Cornell’s success only allowed him a modest income but afforded him opportunities to meet other avant-garde artists and writers. He forged several lasting friendships, among them Marcel Duchamp, Roberto Matta, and Yayoi Kusama. Cornell had to find supplemental work with odd jobs, including as a freelance illustrator for Harper’s Bazaar. He was employed full-time as a textile designer at the Traphagen Commercial Textile Studio in New York from about 1934 to 1940. He recalled this period as a happy time, spending long hours researching designs at the New York Public Library, and frequenting the library’s opera and dance recordings for his own enjoyment. Overall, Cornell’s employment was varied and sporadic, like his moods, through the 1940s. While he was employed, he sectioned off time for art making and creative writing in the mornings and evenings, contributing to literary and special interest magazines, including Charles Henri Ford’s View and Lincoln Kierstein’s Dance Index.
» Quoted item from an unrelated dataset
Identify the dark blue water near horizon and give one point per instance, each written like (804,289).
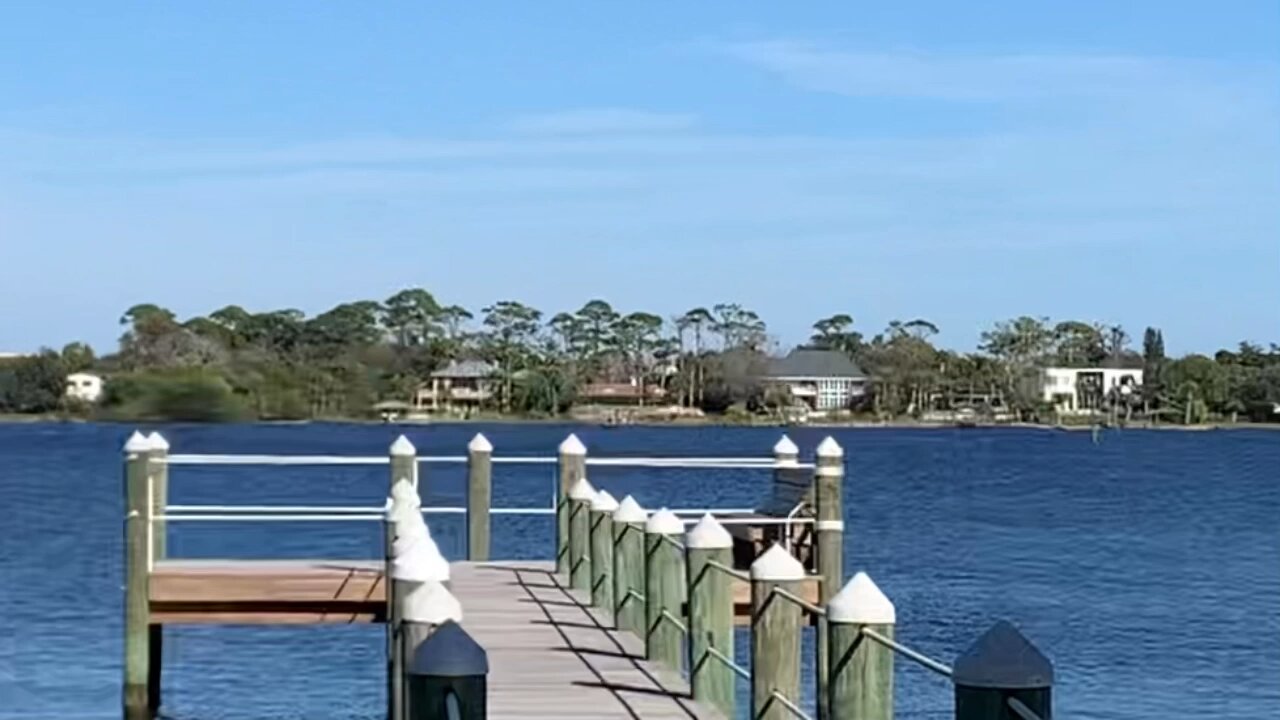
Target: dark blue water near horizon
(1147,566)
As Cornell established more connections within the art and theater worlds, he met several ballerinas, to whom Cornell dedicated much of his contemporaneous works. 


Later Years

With the closing of Levy’s gallery in 1949, Cornell partnered with Charles Egan and his gallery, which represented young artists of the New York School. His Aviary boxes, exhibited at Egan, appear to be more abstract, fitting with his compatriots’ works at the new gallery. As the boxes grew popular with collectors, Cornell grew weary of them, and often created variants of older works. Perhaps seeking change, he experimented with other media, including film and collages utilizing contemporary material. Cornell’s career was consistently interrupted by his mood swings and often incapacitating physical ailments. Through the 1950s and 1960s, Cornell struggled with managing his career and home life. He began to employ housekeepers, nurses for his mother and brother, and studio assistants. As his health declined, Cornell’s excursions to New York grew infrequent and he focused on the less arduous production of collages, rather than his boxes. In 1965 and 1966, Cornell’s brother Robert and his mother died, respectively, and Cornell began to incorporate some of Robert’s drawings into his own collages. Despite these hardships, Cornell was fairly active and kept up a full work and social schedule until the 1970s. Perhaps sensing his critical decline, Cornell testified at the Bayside First Church of Christ, Scientist, for the first time since joining the congregation twenty years earlier. On December 29, 1972, he died from heart failure. Since his death, letters, diaries, and other writings have given better insight to Cornell’s inner life and artistic processes, though his erroneous characterization as a reclusive Surrealist working in isolation still captures the public imagination.